Supreme Court nixes ban on bump stocks for guns

The Trump administration tried to ban the devices after the 2017 Las Vegas shooting.

Supreme Court nixes ban on bump stocks for guns

The Supreme Court has overturned a Trump administration rule that sought to ban so-called bump stocks, which allow semi-automatic rifles to be fired like fully automatic machine guns.

In a 6-3 decision Friday that split the justices along ideological lines, the court said the definition federal regulators sought to adopt went beyond the words Congress wrote into law nearly nine decades ago.

In a ruling replete with diagrams of firing mechanisms, Justice Clarence Thomas said bump stock devices don’t convert semi-automatic weapons into automatic ones, but simply reduce the time between shots.

“Nothing changes when a semiautomatic rifle is equipped with a bump stock. The firing cycle remains the same,” Thomas wrote for the court’s conservative majority. “A bump stock merely reduces the amount of time that elapses between separate ‘functions’ of the trigger. … A bump stock does not convert a semi automatic rifle into a machinegun any more than a shooter with a lightning-fast trigger finger does.”



Justice Sonia Sotomayor, joined by the court’s other two liberals, said the majority was seizing on technicalities that put form over substance.

“Today, the Court puts bump stocks back in civilian hands. To do so, it casts aside Congress’s definition of ‘machinegun’ and seizes upon one that is inconsistent with the ordinary meaning of the statutory text and unsupported by context or purpose,” Sotomayor wrote. “When I see a bird that walks like a duck, swims like a duck, and quacks like a duck, I call that bird a duck.”

Sotomayor also declared that the ruling meant the court would soon have blood on its hands. “Today’s decision … will have deadly consequences,” she wrote.
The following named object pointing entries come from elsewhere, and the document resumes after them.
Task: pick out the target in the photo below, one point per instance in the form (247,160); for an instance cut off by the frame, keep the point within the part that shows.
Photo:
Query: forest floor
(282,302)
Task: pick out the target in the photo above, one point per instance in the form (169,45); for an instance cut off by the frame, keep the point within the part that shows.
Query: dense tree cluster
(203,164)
For years, the Bureau of Alcohol, Tobacco, Firearms and Explosives rejected the view that so-called bump stocks turned a weapon into a machine gun, but after a shooting massacre in Las Vegas in October 2017 that killed 58 people and wounded more than 500, President Donald Trump’s administration reversed course. The following year, ATF proposed and adopted what it called a clarification that swept bump stocks into the definition of machine guns.
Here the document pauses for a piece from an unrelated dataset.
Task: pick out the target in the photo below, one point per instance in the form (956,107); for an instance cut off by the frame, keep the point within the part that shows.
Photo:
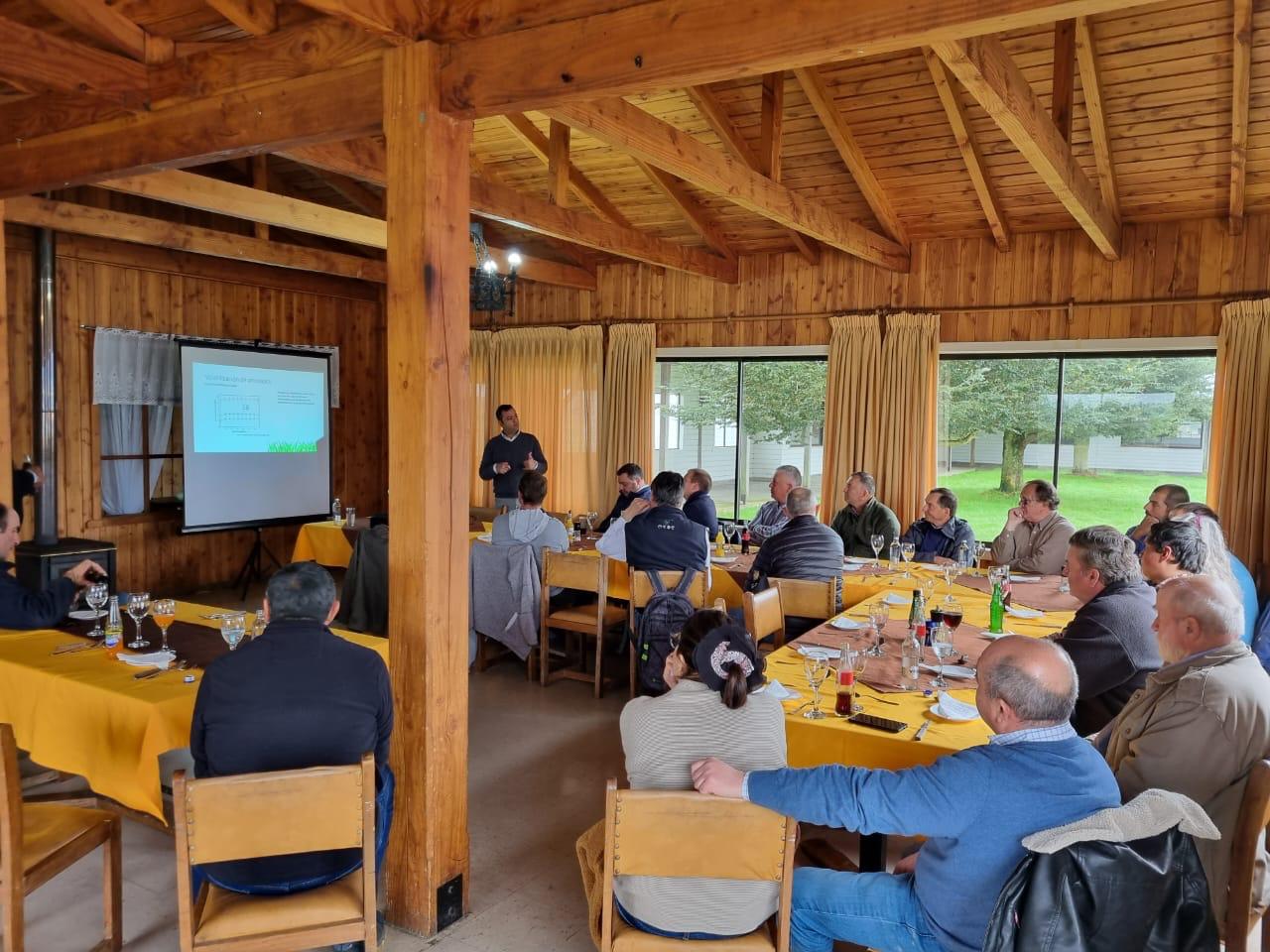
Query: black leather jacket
(1148,895)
In a brief solo concurrence Friday, Justice Samuel Alito made an argument increasingly deployed by critics of aggressive executive actions: that the White House effectively shut down the legislative process by moving unilaterally to redefine the meaning of a machine gun.

“Congress can amend the law — and perhaps would have done so already if ATF had stuck with its earlier interpretation. Now that the situation is clear, Congress can act,” Alito wrote.